Il faut peut être chercher la raison de ce manque dans la façon de jouer du guitariste qui se trouve ici avec une guitare qui n'a rien à voir dans sa forme avec une folk. Même si dans le domaine à cordes acier, les formes sont variées, il y a une chose qui ne varie guère, c'est la position du chevalet qui induit la position de la main droite et donc de l'attaque et par conséquent d'une habitude de jeux. Ici le chevalet est plus proche du bord de caisse. Il faut donc déplacer la guitare pour retrouver ses repères. Ensuite, malgré les efforts de Gérard, le manche n'est pas encore celui qui conviendrait à une majorité de folkeux. Mais ça, c'est un détail.

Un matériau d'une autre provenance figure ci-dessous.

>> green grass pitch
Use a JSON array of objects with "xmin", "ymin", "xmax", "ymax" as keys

Pour conclure, je dirais qu'il faut du temps pour apprivoiser cette guitare car elle casse les standards habituels. Son unviers sonore est tout simplement une source jusqu'ici inexplorée. Nous entrons là où personne n'a encore posé le pied. Il faut la jouer pour se rendre compte de mes propos car l'entendre sur les vidéos n'est pas représentatif de cette sensation que l'on ressent quand l'instrument vibre entre ses mains. Il faudrait pour cela placer des micros devant, derrière et sur les côtés car sa projection diffère de fait, des modèles avec une ouverture sur la table.
A suivre donc, et tout bientôt sur laguitare.com...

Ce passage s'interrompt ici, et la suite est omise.